Key players: Protesters include merchants (bazaaris), students, oil sector workers, truckers, and politically motivated groups demanding regime change; security forces, anti-riot police, and plainclothes agents responded with tear gas, batons, shotguns, and live fire. Supreme Leader Ayatollah Ali Khamenei is targeted in chants; President Masoud Pezeshkian met bazaaris, pledged economic relief, and saw the national bank governor replaced, though hard-line judges pushed prosecution; Nobel laureate Shirin Ebadi warned of potential massacres.[1][2][3][5]
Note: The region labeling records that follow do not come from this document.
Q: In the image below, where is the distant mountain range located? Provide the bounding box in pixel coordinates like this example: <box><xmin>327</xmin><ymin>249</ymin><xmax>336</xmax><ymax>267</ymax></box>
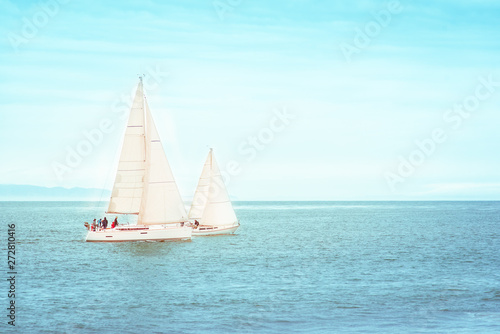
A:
<box><xmin>0</xmin><ymin>184</ymin><xmax>111</xmax><ymax>201</ymax></box>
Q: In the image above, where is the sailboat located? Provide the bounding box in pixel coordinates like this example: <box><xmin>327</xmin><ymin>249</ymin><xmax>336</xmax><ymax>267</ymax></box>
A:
<box><xmin>189</xmin><ymin>149</ymin><xmax>240</xmax><ymax>236</ymax></box>
<box><xmin>86</xmin><ymin>77</ymin><xmax>193</xmax><ymax>242</ymax></box>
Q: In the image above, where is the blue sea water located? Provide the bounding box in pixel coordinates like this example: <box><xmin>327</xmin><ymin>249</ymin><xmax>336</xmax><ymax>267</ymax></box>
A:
<box><xmin>0</xmin><ymin>202</ymin><xmax>500</xmax><ymax>333</ymax></box>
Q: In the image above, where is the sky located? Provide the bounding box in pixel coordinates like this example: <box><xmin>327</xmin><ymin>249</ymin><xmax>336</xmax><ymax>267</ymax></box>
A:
<box><xmin>0</xmin><ymin>0</ymin><xmax>500</xmax><ymax>200</ymax></box>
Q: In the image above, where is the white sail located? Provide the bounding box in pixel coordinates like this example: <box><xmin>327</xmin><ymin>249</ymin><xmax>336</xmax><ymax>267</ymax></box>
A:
<box><xmin>138</xmin><ymin>101</ymin><xmax>187</xmax><ymax>225</ymax></box>
<box><xmin>191</xmin><ymin>150</ymin><xmax>238</xmax><ymax>226</ymax></box>
<box><xmin>189</xmin><ymin>150</ymin><xmax>212</xmax><ymax>219</ymax></box>
<box><xmin>107</xmin><ymin>81</ymin><xmax>146</xmax><ymax>214</ymax></box>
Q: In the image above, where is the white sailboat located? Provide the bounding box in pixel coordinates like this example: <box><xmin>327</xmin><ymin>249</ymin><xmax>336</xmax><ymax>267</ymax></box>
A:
<box><xmin>86</xmin><ymin>78</ymin><xmax>193</xmax><ymax>242</ymax></box>
<box><xmin>189</xmin><ymin>149</ymin><xmax>240</xmax><ymax>236</ymax></box>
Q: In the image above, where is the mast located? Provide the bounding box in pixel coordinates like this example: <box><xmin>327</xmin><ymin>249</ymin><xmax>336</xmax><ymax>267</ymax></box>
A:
<box><xmin>190</xmin><ymin>149</ymin><xmax>238</xmax><ymax>226</ymax></box>
<box><xmin>137</xmin><ymin>89</ymin><xmax>187</xmax><ymax>225</ymax></box>
<box><xmin>189</xmin><ymin>149</ymin><xmax>213</xmax><ymax>219</ymax></box>
<box><xmin>107</xmin><ymin>78</ymin><xmax>146</xmax><ymax>214</ymax></box>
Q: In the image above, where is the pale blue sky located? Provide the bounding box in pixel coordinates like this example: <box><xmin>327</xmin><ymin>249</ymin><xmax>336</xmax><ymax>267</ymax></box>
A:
<box><xmin>0</xmin><ymin>0</ymin><xmax>500</xmax><ymax>200</ymax></box>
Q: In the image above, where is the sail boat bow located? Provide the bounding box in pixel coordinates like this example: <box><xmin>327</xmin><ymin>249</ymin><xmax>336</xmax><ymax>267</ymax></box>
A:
<box><xmin>86</xmin><ymin>78</ymin><xmax>192</xmax><ymax>242</ymax></box>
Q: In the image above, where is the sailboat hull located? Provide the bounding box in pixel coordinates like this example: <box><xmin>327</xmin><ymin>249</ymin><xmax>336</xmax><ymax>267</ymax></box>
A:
<box><xmin>86</xmin><ymin>226</ymin><xmax>193</xmax><ymax>242</ymax></box>
<box><xmin>193</xmin><ymin>224</ymin><xmax>240</xmax><ymax>237</ymax></box>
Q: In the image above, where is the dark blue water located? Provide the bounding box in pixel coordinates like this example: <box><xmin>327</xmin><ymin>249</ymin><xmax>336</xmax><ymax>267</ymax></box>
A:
<box><xmin>0</xmin><ymin>202</ymin><xmax>500</xmax><ymax>333</ymax></box>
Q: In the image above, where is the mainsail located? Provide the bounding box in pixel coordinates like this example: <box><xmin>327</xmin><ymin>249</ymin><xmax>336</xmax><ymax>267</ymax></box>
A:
<box><xmin>189</xmin><ymin>149</ymin><xmax>238</xmax><ymax>226</ymax></box>
<box><xmin>108</xmin><ymin>80</ymin><xmax>146</xmax><ymax>214</ymax></box>
<box><xmin>108</xmin><ymin>80</ymin><xmax>187</xmax><ymax>225</ymax></box>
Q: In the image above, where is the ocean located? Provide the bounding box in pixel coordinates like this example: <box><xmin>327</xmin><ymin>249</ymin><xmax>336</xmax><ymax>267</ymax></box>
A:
<box><xmin>0</xmin><ymin>202</ymin><xmax>500</xmax><ymax>333</ymax></box>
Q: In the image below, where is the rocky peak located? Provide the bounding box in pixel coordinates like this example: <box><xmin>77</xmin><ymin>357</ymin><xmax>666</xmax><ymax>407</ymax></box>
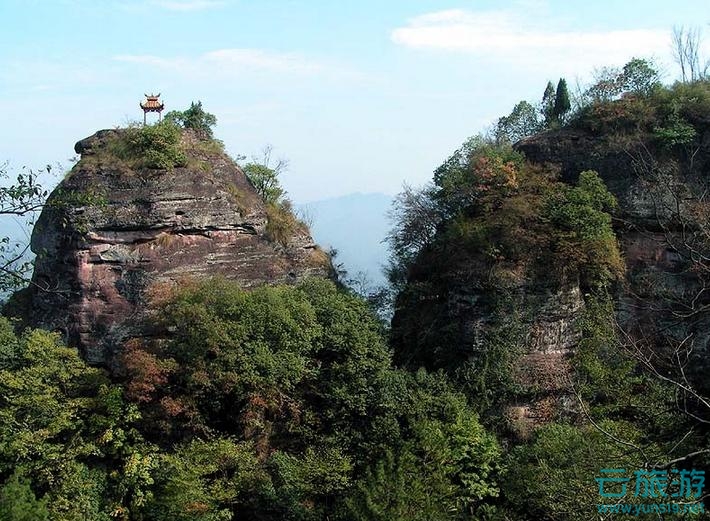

Context and timeline: Sparked December 29-31 by currency crash and economic hardship (unlike 2022's social focus), protests spread from Tehran to cities like Mashhad, Isfahan, Shiraz, Kermanshah, Yazd; by January 5-9, strikes hit oil/trucking, reaching small towns with millions protesting; January 10 saw overnight gatherings despite blackouts.[1][2][5] Government declared holidays, imposed mourning for security deaths, and aired pro-regime rallies as protests subsided by January 13 amid burned buildings and heavy security.[3][5]
Newsworthy now: As of January 8-13, 2026, protests peaked in scale/magnitude (dramatically expanded since January 7), signaling regime weaknesses and potential collapse amid oil strikes and skepticism of Pezeshkian's reforms; death toll surges, internet/text outages, and fears of U.S. (Trump) intervention amplify global alarm, with UN experts urging dialogue.[1][2][3][4][6]